The Evolution of Salt Marsh Landscape Patterns Helps to Predict Restoration Efforts

The ability to understand why certain environmental factors affect tidal creek stability is important to predict how salt marsh communities will respond to climate change and restoration efforts. Salt marsh function is dependant on the landscape which is chiefly shaped by the interaction between the flow of water and the density of vegetation. However topography, sediment transport, nutrient availability and uptake, sediment accumulation, and groundwater flow are also important yet misunderstood contributing factors to the organization of the land. Salt Marshes have a number of landscape patterns that range from low lying sloughs with sparse vegetation to high marsh ridges with dense vegetation. Larsen and Harvey (2010) developed the Ridge and Slough Automata Landscape model (RASCL) to represent the slow evolution of salt marshes over millennia demonstrating the interaction between vegetation and water flow. Understanding this interaction allows researchers to predict how different disturbances affect the landscape. Appropriate mitigation and restoration efforts can be determined based on the arrangement and specific shape of vegetation patches in regards to the orientation and velocity of flowing water. Acadia Tucker
Larsen, L., Harvey, J. 2010. Modeling of hydroecological feedbacks predicts distinct classes of landscape pattern, process, and restoration potential in shallow aquatic ecosystems. doi:10.1016/j.geomorph.2010.03.015.

RASCL, in particular, reproduced two wetland ecosystems in the Everglades of Florida because it represents both densely vegetated, flow-resistant ridges, and sparsely vegetated sloughs. This makes it applicable to most salt marsh ecosystems that resemble areas with dense vegetation interacting with low-lying, fast flowing creeks. Larson and Harvey used a range of abiotic and biotic parameters such as initial water level, suspended sediment load, soil porosity, and periods of high flow fluxes to account for wet seasons. The model function was based on two dominating feedback loops, signals that either accelerate or inhibit the process of evolution. Sediment-flow feedback is a positive signal that accelerates the build up of vegetation patches by the accumulation of peat and sediment, increasing the density of plants and decreasing the flow of water. Differential peat accretion feedback, a negative signal, prohibits the accumulation of peat and sediment in shallow and deep waters to regulate the coverage of high-density patches of vegetation.

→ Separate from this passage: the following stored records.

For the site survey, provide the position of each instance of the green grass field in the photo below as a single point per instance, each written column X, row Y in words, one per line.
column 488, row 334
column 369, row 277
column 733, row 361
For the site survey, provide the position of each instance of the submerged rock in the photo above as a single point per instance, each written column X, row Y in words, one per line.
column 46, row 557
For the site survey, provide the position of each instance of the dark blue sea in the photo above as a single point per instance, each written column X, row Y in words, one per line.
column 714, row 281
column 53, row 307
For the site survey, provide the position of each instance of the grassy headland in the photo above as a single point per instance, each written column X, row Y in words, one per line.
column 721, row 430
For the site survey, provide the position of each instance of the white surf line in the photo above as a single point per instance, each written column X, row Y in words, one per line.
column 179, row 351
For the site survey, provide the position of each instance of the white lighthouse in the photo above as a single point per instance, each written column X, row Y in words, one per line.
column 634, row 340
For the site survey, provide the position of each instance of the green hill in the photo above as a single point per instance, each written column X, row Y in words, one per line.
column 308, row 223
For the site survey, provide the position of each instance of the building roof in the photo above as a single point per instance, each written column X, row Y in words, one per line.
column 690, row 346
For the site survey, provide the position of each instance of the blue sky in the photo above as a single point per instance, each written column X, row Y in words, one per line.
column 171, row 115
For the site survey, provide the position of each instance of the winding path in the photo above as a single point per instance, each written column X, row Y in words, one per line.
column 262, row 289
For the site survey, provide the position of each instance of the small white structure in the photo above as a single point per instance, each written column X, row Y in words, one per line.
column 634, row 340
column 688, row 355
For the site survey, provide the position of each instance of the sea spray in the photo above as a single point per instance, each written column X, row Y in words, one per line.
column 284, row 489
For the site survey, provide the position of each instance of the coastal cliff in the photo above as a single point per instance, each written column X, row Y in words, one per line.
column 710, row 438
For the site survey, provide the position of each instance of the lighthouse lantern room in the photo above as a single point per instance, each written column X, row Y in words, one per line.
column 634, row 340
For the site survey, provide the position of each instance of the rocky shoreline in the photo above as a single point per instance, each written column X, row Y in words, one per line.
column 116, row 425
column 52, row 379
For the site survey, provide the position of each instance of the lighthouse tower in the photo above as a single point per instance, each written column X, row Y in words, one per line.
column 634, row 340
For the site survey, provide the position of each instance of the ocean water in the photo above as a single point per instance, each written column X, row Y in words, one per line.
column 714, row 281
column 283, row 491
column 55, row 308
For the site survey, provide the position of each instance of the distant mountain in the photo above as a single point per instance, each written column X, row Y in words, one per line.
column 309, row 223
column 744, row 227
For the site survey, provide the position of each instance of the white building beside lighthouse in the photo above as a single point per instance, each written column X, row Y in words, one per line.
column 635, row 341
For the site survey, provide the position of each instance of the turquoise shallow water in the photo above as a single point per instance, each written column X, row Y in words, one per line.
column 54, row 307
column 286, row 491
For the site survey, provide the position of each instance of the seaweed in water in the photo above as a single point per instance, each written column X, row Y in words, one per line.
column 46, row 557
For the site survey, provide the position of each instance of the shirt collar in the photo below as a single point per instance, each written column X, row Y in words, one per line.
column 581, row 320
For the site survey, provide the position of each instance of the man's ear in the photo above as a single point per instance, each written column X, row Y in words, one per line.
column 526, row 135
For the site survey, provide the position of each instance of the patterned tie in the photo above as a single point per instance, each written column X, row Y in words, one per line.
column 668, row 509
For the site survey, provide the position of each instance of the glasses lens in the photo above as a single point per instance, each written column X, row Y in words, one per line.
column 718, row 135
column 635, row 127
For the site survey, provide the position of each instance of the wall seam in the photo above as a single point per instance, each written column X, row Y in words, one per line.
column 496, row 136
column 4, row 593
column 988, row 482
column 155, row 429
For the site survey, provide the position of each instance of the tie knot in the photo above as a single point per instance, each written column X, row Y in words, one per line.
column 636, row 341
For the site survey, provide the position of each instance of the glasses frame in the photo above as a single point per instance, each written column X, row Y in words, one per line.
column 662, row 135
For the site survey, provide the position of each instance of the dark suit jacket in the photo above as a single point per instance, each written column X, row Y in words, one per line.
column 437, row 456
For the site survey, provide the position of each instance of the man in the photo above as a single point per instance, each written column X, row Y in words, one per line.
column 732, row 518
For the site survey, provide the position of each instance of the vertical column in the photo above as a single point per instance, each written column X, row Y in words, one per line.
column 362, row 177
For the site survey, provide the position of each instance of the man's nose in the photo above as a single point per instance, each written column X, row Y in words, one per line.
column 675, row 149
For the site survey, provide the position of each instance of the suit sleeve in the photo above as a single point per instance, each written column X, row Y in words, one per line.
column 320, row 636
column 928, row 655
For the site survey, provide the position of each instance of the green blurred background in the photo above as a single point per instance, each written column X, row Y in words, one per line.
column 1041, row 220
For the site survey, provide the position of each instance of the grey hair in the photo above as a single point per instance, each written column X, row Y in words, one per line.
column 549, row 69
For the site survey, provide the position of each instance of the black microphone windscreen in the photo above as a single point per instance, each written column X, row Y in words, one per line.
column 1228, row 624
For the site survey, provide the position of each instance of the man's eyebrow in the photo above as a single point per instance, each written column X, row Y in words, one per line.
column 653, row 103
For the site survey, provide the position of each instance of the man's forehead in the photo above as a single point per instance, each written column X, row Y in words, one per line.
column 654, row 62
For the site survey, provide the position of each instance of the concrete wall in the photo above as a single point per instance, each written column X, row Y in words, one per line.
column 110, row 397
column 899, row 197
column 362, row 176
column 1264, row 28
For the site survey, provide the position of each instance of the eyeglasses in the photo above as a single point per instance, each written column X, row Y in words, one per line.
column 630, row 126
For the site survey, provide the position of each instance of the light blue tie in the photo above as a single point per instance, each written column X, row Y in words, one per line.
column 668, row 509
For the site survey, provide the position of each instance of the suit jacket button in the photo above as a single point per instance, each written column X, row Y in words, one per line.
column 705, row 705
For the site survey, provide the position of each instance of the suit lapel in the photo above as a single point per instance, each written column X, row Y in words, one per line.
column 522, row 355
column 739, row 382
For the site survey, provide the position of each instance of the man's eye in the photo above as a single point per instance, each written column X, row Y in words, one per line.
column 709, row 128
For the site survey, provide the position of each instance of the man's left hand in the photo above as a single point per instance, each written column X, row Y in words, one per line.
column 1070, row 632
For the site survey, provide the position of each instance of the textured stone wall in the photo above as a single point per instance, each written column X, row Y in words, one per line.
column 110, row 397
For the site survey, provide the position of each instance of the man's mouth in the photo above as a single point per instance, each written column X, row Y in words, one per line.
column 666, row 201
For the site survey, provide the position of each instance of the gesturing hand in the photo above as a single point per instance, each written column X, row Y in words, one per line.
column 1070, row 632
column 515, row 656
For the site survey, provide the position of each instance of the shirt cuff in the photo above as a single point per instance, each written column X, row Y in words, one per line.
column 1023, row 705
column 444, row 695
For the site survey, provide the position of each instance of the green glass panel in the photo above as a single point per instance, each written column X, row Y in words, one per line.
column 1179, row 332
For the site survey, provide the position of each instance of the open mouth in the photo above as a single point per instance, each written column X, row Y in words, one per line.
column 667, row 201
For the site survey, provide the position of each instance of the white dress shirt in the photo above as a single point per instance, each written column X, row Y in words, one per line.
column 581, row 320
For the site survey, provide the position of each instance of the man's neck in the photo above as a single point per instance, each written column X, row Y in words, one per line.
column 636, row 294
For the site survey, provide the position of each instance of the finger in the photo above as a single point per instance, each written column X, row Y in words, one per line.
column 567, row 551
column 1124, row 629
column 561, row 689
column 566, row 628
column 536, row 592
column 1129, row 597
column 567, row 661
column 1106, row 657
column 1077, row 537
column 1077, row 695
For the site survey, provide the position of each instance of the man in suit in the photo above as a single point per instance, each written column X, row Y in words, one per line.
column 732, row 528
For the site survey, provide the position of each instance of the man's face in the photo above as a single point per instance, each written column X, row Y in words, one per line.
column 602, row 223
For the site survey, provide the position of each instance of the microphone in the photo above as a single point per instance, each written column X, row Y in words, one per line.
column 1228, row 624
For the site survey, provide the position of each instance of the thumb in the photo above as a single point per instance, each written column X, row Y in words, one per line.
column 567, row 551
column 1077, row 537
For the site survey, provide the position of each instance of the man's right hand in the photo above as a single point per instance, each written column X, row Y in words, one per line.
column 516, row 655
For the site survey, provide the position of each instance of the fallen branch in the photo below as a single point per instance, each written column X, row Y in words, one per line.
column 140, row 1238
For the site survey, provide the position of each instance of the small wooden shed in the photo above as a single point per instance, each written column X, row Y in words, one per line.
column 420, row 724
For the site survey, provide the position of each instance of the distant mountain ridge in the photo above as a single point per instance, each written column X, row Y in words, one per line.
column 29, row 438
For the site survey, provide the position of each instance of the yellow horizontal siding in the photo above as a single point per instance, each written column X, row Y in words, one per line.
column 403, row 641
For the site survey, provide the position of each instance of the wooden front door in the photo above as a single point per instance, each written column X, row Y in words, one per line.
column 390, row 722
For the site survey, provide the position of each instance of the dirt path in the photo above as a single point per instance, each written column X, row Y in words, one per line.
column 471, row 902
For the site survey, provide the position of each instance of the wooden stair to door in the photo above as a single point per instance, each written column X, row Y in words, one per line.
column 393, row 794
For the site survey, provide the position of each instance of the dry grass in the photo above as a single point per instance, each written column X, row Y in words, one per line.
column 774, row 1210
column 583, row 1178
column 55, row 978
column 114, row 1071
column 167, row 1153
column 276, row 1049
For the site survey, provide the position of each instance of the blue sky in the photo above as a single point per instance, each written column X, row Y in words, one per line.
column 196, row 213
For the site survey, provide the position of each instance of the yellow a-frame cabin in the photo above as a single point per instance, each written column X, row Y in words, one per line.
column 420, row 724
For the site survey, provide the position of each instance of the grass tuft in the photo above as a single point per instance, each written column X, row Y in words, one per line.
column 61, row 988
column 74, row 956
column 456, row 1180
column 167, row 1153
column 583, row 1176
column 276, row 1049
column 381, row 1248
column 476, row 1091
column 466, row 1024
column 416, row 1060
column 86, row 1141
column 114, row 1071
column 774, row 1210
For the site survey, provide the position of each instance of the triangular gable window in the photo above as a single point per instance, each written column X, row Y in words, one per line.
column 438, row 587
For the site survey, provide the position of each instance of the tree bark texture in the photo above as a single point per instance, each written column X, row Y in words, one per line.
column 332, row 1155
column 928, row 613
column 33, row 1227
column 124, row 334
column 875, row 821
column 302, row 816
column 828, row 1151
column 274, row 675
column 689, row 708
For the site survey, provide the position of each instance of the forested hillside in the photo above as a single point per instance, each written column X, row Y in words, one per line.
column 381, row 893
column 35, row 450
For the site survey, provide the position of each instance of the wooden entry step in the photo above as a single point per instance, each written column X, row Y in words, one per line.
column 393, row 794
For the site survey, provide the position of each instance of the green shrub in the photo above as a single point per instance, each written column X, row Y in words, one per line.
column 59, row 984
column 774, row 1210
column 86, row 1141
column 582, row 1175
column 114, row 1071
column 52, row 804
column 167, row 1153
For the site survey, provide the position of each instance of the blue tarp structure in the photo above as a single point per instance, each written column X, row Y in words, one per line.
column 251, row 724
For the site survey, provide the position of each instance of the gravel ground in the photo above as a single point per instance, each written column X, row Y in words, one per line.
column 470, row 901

RASCL was run 125 times to show the main geomorphic processes that create different landscape patterns under different parameters. In general, during the early stages of landscape development, patches of vegetation are not permanent and develop gradually. During this time developing patches of vegetation are vulnerable to erosion caused by fast flowing water and insufficient sediment transport. Patches of vegetation only become stable once a certain volume of vegetation (less than 1%) reaches a critical elevation above the surface of the water. As more plants colonize an area, their roots trap sediment and slowly build up a landmass beneath them (positive feedback). Newly formed patches begin to elongate and expand as the flow of water is redirected around them causing sediment to be redistributed on the downstream side of the patch. Peat accumulation and patch elongation stop once the flow of water decreases and the water level becomes too shallow among the patches of vegetation (negative feedback). This further redirects water away from the flow-resistant, dense patches of vegetation and intensifies the flow of water over the edges of sparsely vegetated areas. The increase of flow intensifies erosion and narrow creeks form along the areas of reduced flow resistance, interlaced throughout the patches of dense vegetation. Salt marsh ecosystems stabilize once the rate of erosion equalizes the expansion of new patches.
The model produced three major landscape patterns that stabilized at different points along the evolutionary process. The majority of salt marsh landscapes developed into an area dominated by ridged topography with limited water flow through the dense patches of plants (75%). Other simulations developed into a diverse landscape with ridges of dense vegetation interacting with flowing creeks and shallow sloughs (18%). However, under some of the parameters, the landscape pattern never stabilized and continued to shift as patches of vegetation were continually created and destroyed (7%).
By manipulating the input variables Larsen and Harvey determined that any alteration in the velocity or volume of water entering a salt marsh could severely transform the landscape pattern and thus significantly change the natural function of the ecosystem. If the flow of water is limited it could cause a rapid expansion of densely vegetated patches, while an increase in flow could drown the whole habitat. Larsen and Harvey found that by analyzing the shape and orientation of vegetation patches they could predict the particular disturbances active within a salt marsh and therefore take the corrective measures to restore the damaged ecosystem. For example, the rapid expansion of densely vegetated patches produced by a disruption of flow permanently alters the natural erosion rate, which can be detected by analyzing the shape change of certain vegetation patches. Restoring the normal flow of water cannot reverse this result alone; it can only be reversed by reducing the concentration of vegetation before restoring the natural flow of water.